À Agen, deux hommes alcoolisés ont agressé un policier en civil qui venait de refuser de leur donner une cigarette. Sans se douter de la profession de leur victime, l’un l’a menacé de mort tandis que l’autre, en récidive, lui portait des coups de pied. Placés en garde à vue, ils comparaîtront devant le tribunal d’Agen le 4 mai.

Agen : deux hommes ivres agressent un policier en civil après un refus de cigarette
À Agen, dans le Lot-et-Garonne, deux individus en état d’ivresse ont violemment pris à partie un homme dans la rue après qu’il leur a refusé une cigarette. Ce qu’ils ignoraient : leur victime était un policier en civil, qui venait tout juste de quitter son commissariat. L’affaire a conduit à une garde à vue et débouchera sur une comparution immédiate le 4 mai prochain.
Une altercation qui dégénère en quelques secondes
C’est en fin d’après-midi, le 28 avril, aux alentours de 18h10, qu’un agent de police quitte son commissariat à Agen, en tenue civile.
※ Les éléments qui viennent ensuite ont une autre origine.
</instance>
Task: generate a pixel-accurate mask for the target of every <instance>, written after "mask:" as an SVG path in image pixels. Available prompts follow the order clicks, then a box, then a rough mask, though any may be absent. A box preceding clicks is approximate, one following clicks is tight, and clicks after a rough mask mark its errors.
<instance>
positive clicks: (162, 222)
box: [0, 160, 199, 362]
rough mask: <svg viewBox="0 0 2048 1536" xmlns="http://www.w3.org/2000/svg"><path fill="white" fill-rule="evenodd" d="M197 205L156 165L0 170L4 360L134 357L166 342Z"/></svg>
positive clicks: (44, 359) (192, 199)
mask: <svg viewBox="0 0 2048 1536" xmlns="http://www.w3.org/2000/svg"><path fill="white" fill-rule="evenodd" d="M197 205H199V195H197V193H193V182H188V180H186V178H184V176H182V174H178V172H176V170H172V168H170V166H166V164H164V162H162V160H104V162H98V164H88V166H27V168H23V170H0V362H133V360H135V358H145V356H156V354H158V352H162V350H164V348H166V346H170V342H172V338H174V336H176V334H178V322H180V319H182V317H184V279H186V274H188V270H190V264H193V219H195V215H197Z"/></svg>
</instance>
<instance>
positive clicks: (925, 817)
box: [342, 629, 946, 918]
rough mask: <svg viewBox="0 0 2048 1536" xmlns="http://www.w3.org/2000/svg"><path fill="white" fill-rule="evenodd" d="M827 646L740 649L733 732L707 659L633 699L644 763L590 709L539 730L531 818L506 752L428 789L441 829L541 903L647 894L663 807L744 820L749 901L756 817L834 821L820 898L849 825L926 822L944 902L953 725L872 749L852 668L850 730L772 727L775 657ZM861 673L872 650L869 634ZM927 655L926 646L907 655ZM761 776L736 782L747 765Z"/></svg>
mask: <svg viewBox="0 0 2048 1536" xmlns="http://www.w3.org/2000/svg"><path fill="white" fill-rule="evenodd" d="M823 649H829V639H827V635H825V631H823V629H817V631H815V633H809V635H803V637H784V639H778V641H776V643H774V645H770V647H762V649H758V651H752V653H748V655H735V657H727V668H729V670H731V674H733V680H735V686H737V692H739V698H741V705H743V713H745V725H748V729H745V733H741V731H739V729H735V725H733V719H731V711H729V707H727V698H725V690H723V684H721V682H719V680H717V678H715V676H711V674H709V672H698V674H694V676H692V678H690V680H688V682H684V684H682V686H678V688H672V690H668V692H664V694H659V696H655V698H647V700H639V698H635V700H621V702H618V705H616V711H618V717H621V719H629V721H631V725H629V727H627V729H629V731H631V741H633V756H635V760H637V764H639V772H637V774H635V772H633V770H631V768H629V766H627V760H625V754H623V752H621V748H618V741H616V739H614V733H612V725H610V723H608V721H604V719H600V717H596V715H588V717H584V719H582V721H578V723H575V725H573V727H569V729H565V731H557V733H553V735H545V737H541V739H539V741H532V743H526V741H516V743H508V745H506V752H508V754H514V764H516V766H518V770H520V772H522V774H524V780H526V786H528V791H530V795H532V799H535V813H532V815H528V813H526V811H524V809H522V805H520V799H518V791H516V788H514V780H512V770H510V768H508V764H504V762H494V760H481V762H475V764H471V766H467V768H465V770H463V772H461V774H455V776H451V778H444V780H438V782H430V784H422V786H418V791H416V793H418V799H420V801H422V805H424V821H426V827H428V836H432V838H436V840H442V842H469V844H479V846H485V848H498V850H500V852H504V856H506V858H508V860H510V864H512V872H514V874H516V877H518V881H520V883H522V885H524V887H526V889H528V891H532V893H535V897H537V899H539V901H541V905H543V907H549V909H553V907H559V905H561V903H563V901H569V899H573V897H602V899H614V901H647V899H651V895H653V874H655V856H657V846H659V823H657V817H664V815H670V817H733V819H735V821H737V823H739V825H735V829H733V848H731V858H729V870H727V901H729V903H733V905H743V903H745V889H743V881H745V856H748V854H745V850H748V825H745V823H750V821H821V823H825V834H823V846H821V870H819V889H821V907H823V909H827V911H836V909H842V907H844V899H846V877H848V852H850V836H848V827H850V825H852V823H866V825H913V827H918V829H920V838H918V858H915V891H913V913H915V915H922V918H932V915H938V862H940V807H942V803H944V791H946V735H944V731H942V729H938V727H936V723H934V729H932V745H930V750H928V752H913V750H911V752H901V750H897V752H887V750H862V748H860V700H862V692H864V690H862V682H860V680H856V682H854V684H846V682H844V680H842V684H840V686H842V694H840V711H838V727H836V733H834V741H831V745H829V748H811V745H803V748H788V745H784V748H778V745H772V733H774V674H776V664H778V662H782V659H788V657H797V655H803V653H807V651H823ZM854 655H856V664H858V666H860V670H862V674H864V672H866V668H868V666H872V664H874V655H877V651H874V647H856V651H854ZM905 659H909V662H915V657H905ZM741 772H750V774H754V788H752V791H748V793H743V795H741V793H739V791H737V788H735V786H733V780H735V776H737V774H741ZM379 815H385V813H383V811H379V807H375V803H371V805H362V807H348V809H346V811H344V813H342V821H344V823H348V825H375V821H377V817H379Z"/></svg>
Deux hommes, nés respectivement en 1999 et en 2007, l’abordent dans la rue et lui réclament une cigarette. Face à son refus, la situation bascule immédiatement, rapporte La Dépêche.
L’un des deux individus se met à le menacer verbalement et à l’insulter, tandis que le second passe à l’acte physique, lui assénant plusieurs coups de pied. Les deux hommes, manifestement alcoolisés, ignorent alors totalement qu’ils viennent de s’en prendre à un représentant des forces de l’ordre.
Le policier compose le 17 pour alerter ses collègues
Malgré l’agression, l’agent conserve son sang-froid et compose le 17, le numéro national d’urgence pour signaler une infraction en cours. Les équipes dépêchées sur place interpellent rapidement les deux agresseurs, qui sont placés en garde à vue pour violences et menaces de mort sur personne dépositaire de l’autorité publique.
L’enquête révèle que l’un des deux hommes se trouve en état de récidive légale, ce qui aggrave sensiblement sa situation pénale.
Une comparution immédiate fixée au 4 mai
Les deux mis en cause seront présentés devant le tribunal judiciaire d’Agen en comparution immédiate, le lundi 4 mai. Cette procédure, réservée aux affaires dont les faits sont suffisamment établis, permet un jugement rapide sans délai d’instruction. Les prévenus risquent des peines aggravées en raison du statut de policier de la victime, même si ce statut n’était pas connu d’eux au moment des faits.